DÉMENTI
Ouganda : la police dément l’arrestation de Bobi Wine
La police ougandaise a démenti samedi les allégations du parti de l'opposant Bobi Wine, selon lesquelles il aurait été arrêté par des soldats alors que le président Yoweri Museveni s'achemine vers une réélection triomphale.
- Politique

Credit Photo : AFP
Le National Unity Platform (NUP) de Wine a déclaré vendredi soir qu'un hélicoptère de l'armée avait atterri dans sa propriété à Kampala et l'avait « emmené de force vers une destination inconnue ». Reuters n'a pas pu vérifier immédiatement cette affirmation. Le porte-parole national de la police, Kituuma Rusoke, a affirmé lors d'une conférence de presse télévisée que Wine se trouvait chez lui et était libre de ses mouvements. « Il n'est pas en état d'arrestation », a déclaré Rusoke. Wine et des représentants du NUP n'ont pas pu être joints immédiatement pour commenter.
Wine a dénoncé une fraude massive lors de l'élection de jeudi, organisée sous un black-out d'internet, et a appelé ses partisans à manifester. Son parti avait déclaré jeudi qu'il avait été placé en résidence surveillée de fait. Le scrutin était largement considéré comme un test de la force politique de Museveni, 81 ans, et de sa capacité à éviter les troubles qui ont secoué les voisins tanzaniens et kenyans.

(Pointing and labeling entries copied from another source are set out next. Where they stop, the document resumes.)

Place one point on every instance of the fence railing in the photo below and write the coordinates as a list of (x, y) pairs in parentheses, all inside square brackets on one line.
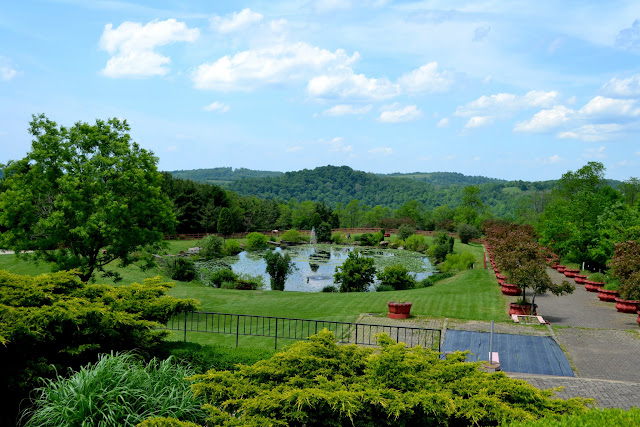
[(284, 328)]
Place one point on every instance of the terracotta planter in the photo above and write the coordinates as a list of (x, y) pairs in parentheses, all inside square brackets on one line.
[(627, 306), (608, 296), (399, 310), (511, 290), (593, 286), (521, 309)]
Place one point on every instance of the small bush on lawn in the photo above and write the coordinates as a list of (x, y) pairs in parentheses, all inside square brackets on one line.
[(118, 390), (256, 241), (319, 382)]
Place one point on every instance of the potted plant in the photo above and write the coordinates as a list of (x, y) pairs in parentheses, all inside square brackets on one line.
[(399, 309)]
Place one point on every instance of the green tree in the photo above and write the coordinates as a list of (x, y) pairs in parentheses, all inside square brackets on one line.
[(356, 274), (225, 222), (279, 266), (84, 197)]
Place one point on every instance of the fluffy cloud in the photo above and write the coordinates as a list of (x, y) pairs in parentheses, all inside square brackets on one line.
[(275, 64), (381, 151), (602, 107), (629, 87), (394, 114), (478, 121), (545, 120), (7, 72), (217, 106), (507, 103), (344, 110), (235, 22), (132, 46), (426, 79)]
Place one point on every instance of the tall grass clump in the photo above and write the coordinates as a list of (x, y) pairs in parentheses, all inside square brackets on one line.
[(118, 390)]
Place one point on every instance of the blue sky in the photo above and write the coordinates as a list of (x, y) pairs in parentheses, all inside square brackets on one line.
[(505, 89)]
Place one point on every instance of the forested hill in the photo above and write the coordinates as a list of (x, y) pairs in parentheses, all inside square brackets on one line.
[(222, 176), (333, 185)]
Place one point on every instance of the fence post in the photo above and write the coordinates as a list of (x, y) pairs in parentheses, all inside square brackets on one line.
[(276, 344), (237, 329), (185, 326)]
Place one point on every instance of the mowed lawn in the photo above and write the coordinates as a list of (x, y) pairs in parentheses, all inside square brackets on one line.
[(472, 294)]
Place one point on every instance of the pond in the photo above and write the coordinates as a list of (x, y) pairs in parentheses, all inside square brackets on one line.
[(317, 264)]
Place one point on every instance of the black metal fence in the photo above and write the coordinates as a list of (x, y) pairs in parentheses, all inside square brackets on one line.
[(299, 329)]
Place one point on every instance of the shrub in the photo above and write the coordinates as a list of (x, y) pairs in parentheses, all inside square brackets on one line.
[(232, 247), (404, 231), (292, 235), (118, 390), (467, 232), (356, 273), (397, 277), (319, 382), (415, 242), (180, 268), (256, 241), (457, 262)]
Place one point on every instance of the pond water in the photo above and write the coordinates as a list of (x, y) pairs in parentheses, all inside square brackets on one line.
[(317, 264)]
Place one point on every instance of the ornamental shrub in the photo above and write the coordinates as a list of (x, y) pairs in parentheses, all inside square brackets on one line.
[(319, 382), (256, 241)]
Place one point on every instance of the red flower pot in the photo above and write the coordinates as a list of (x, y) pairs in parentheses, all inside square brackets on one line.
[(627, 306), (511, 290), (593, 286), (399, 310), (608, 296), (521, 309)]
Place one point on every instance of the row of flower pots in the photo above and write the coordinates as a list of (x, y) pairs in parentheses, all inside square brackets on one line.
[(622, 305)]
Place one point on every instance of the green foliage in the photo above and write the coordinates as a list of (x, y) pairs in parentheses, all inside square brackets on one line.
[(232, 247), (596, 417), (323, 232), (415, 242), (404, 231), (322, 383), (119, 389), (467, 233), (211, 246), (397, 277), (83, 197), (279, 266), (292, 235), (256, 241), (55, 321), (457, 262), (356, 273), (180, 268)]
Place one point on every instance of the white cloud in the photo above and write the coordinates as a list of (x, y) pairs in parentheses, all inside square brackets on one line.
[(507, 103), (132, 47), (217, 106), (426, 79), (603, 107), (344, 109), (280, 63), (545, 120), (346, 84), (394, 114), (443, 123), (593, 132), (237, 21), (7, 71), (383, 151), (629, 87), (478, 121)]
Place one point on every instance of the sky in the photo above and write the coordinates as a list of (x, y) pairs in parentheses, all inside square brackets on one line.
[(505, 89)]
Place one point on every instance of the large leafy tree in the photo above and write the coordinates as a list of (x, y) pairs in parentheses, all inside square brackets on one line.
[(83, 197)]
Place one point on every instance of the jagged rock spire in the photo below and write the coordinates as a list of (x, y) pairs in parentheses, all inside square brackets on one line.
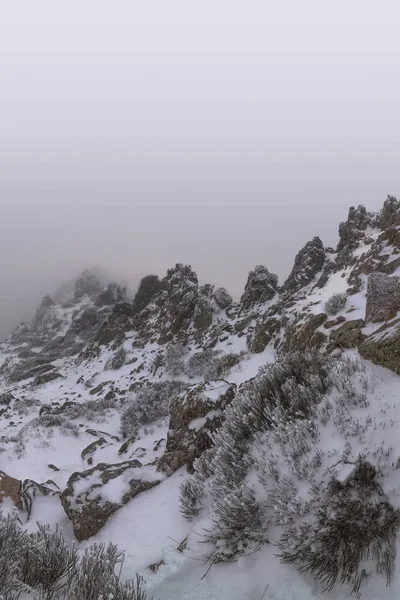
[(308, 262), (261, 286)]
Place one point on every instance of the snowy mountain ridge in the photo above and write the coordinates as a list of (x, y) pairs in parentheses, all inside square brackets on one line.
[(219, 444)]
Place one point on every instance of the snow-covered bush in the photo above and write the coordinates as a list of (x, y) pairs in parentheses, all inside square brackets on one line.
[(354, 525), (211, 365), (335, 303), (175, 359), (42, 565), (147, 405), (266, 453), (47, 563)]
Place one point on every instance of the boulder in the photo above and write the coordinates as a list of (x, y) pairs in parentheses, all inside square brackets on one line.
[(87, 284), (261, 286), (383, 297), (352, 230), (383, 346), (10, 488), (93, 496), (112, 294), (116, 361), (307, 264), (149, 287), (223, 298), (348, 335), (305, 335), (390, 213), (194, 415)]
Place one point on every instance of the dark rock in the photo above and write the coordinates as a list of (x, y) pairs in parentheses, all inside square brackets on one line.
[(6, 398), (111, 295), (261, 286), (117, 360), (299, 337), (352, 230), (149, 287), (223, 298), (390, 213), (349, 335), (87, 508), (307, 264), (87, 284), (383, 297), (10, 488), (383, 346), (193, 417)]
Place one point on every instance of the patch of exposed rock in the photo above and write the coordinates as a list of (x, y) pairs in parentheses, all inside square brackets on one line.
[(352, 230), (383, 297), (348, 335), (223, 298), (261, 286), (87, 284), (93, 496), (383, 346), (390, 213), (307, 264), (112, 294), (194, 415), (150, 286)]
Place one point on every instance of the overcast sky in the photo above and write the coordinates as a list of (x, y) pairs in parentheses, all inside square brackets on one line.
[(225, 134)]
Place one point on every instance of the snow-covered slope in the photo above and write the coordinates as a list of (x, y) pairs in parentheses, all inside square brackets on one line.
[(118, 408)]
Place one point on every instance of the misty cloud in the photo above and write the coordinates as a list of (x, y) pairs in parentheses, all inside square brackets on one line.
[(221, 134)]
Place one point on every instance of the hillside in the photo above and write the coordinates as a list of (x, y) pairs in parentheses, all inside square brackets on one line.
[(232, 450)]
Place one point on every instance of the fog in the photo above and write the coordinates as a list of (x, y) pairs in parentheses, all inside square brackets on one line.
[(134, 135)]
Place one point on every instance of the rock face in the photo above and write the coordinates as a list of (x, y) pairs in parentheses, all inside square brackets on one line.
[(261, 286), (308, 263), (181, 284), (348, 335), (390, 213), (149, 287), (383, 346), (383, 297), (10, 488), (87, 285), (92, 496), (223, 298), (111, 295), (352, 230), (194, 414)]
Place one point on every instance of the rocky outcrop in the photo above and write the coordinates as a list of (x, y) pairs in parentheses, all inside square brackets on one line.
[(10, 488), (112, 294), (223, 298), (352, 230), (261, 286), (307, 264), (117, 323), (383, 346), (383, 297), (305, 335), (116, 361), (93, 496), (390, 213), (348, 335), (87, 284), (194, 415), (149, 287)]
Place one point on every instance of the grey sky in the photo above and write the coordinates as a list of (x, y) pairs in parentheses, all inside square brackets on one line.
[(220, 133)]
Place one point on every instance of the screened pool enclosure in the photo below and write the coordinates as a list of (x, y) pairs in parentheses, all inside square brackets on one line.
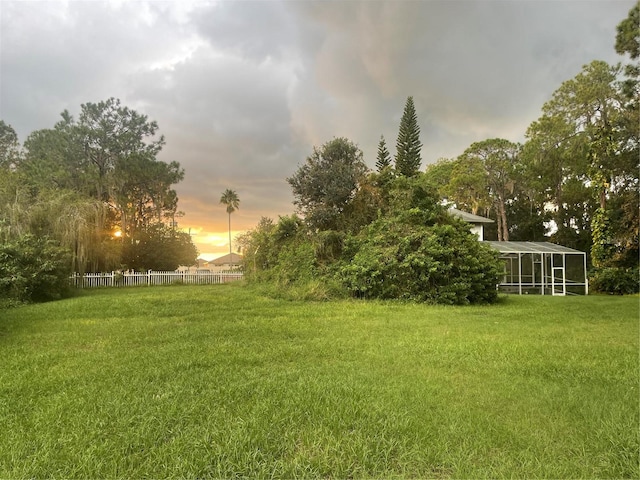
[(542, 268)]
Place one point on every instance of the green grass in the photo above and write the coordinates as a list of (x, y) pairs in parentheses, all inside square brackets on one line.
[(220, 382)]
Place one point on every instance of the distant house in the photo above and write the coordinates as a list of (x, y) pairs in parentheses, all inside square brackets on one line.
[(226, 262), (534, 267)]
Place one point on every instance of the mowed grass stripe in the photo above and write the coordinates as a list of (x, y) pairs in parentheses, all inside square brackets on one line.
[(221, 381)]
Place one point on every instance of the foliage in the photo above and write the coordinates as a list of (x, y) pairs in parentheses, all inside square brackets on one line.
[(84, 179), (9, 146), (33, 269), (408, 145), (615, 280), (420, 253), (158, 248), (383, 159), (232, 201), (327, 183)]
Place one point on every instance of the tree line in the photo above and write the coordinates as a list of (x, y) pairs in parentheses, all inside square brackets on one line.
[(88, 194), (574, 181)]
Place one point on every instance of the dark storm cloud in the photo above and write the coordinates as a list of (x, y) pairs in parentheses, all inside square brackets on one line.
[(244, 90)]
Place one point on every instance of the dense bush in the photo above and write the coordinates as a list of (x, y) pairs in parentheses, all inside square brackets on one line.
[(412, 250), (402, 257), (616, 280), (33, 269)]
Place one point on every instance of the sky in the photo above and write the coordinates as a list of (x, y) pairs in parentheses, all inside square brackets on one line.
[(244, 90)]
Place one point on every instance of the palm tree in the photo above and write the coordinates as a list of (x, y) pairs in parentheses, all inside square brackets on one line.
[(231, 200)]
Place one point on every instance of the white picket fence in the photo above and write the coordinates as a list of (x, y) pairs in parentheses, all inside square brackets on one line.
[(129, 279)]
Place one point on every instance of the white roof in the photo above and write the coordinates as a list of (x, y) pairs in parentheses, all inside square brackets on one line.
[(531, 247), (469, 217)]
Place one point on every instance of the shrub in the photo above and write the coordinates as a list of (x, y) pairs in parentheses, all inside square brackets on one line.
[(442, 263), (34, 269), (616, 280)]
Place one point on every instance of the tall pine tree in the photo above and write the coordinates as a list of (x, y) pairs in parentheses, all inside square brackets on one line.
[(408, 146), (384, 158)]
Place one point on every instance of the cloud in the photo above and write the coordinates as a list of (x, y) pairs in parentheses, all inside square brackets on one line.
[(242, 91)]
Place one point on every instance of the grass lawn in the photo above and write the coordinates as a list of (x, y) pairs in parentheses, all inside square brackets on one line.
[(220, 381)]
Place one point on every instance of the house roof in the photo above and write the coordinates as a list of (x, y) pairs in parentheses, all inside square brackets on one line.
[(469, 217), (228, 259), (531, 247)]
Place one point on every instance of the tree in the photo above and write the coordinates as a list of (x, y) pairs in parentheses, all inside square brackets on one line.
[(628, 34), (419, 252), (383, 160), (110, 133), (231, 200), (408, 145), (498, 158), (9, 146), (159, 247), (325, 186), (585, 150)]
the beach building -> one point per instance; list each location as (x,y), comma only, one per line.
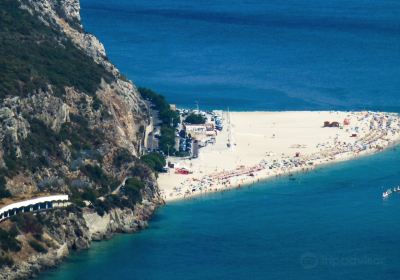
(195,128)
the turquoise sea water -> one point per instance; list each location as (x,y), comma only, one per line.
(261,55)
(327,224)
(256,54)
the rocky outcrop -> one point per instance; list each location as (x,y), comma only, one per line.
(66,140)
(70,230)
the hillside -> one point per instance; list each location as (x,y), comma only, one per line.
(69,124)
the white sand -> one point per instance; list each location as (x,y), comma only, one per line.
(265,145)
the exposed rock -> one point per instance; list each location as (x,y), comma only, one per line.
(111,117)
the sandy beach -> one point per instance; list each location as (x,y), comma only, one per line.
(270,144)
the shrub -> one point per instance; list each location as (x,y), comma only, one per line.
(123,156)
(155,161)
(8,241)
(3,191)
(37,246)
(28,223)
(132,188)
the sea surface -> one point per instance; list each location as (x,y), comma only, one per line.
(256,54)
(261,55)
(328,224)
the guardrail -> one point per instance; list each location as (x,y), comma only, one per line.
(33,205)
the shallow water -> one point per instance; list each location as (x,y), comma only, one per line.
(261,55)
(327,224)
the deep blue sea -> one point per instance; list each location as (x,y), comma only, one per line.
(256,54)
(261,55)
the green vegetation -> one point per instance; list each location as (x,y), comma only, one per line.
(28,223)
(37,246)
(123,156)
(97,175)
(169,118)
(3,191)
(8,241)
(195,119)
(132,188)
(36,149)
(166,115)
(155,161)
(33,55)
(80,135)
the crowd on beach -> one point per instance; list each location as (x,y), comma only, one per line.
(371,132)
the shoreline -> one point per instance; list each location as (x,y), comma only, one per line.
(251,174)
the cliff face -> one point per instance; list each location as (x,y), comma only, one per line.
(69,124)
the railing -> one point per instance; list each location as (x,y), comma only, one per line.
(33,205)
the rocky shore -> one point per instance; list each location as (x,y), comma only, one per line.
(73,135)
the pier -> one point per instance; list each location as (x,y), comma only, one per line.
(33,205)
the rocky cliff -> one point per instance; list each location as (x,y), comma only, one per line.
(70,123)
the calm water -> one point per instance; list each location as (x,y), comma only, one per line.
(328,224)
(258,55)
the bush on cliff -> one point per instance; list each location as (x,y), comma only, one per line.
(155,161)
(132,188)
(37,246)
(8,241)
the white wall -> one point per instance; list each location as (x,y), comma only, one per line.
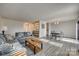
(68,28)
(12,25)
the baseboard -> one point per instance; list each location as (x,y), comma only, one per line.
(70,40)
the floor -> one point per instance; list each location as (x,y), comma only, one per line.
(52,47)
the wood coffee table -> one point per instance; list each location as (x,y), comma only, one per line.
(34,44)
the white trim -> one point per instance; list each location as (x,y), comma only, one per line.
(76,31)
(70,40)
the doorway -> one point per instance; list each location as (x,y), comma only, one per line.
(47,29)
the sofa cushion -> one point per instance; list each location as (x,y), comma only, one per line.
(5,48)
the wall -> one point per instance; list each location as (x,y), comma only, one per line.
(42,32)
(68,28)
(12,25)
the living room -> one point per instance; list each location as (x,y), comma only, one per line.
(39,29)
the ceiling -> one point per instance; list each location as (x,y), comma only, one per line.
(43,11)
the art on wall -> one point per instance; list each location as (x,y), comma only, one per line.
(43,26)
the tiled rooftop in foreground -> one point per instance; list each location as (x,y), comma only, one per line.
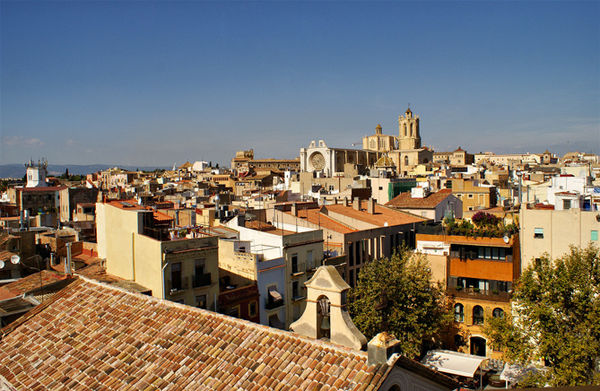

MUSEVENI EN ROUTE VERS LA RÉÉLECTION
Samedi matin, Museveni, au pouvoir depuis 1986, disposait d'une avance confortable avec près de 72 % des voix, selon la commission électorale. Wine était en retrait avec 24 %, plus de 90 % des bureaux de vote ayant été décomptés. Après une campagne marquée par des affrontements lors des rassemblements de l'opposition et ce que l'ONU a qualifié de répression et d'intimidation généralisées, le vote s'est déroulé dans le calme jeudi. Mais des violences ont éclaté vendredi à l'aube dans la ville de Butambala, à environ 55 km au sud-ouest de la capitale Kampala, selon un porte-parole de la police et un député local, qui ont livré des versions divergentes des faits.
VIOLENCES MEURTRIÈRES
La porte-parole locale de la police, Lydia Tumushabe, a affirmé que des « voyous » de l'opposition armés de machettes, organisés par le député local Muwanga Kivumbi, avaient attaqué un poste de police et un centre de dépouillement. « Les forces de sécurité ont répondu en légitime défense car ces personnes étaient très nombreuses. La police a tiré en légitime défense », a-t-elle déclaré à Reuters, ajoutant que 25 personnes avaient été arrêtées. Kivumbi, pour sa part, a affirmé à Reuters que les victimes avaient été tuées vers 3 heures du matin à l'intérieur de sa maison, où elles attendaient la proclamation des résultats pour son siège parlementaire. « Ils ont tué 10 personnes à l'intérieur de ma maison », a-t-il déclaré. « Il y avait des gens dans le garage qui attendaient les résultats pour célébrer ma victoire. » « Ils ont enfoncé la porte d'entrée et ont commencé à tirer dans le garage. C'était un massacre. » Il a précisé que les forces de sécurité avaient auparavant dispersé la foule dehors mais a contesté la version de la police selon laquelle les morts seraient survenues lors d'affrontements entre les deux camps.
Tumushabe, la porte-parole de la police, a indiqué ne pas être au courant d'un incident au domicile de Kivumbi, qu'elle a situé près du poste de police.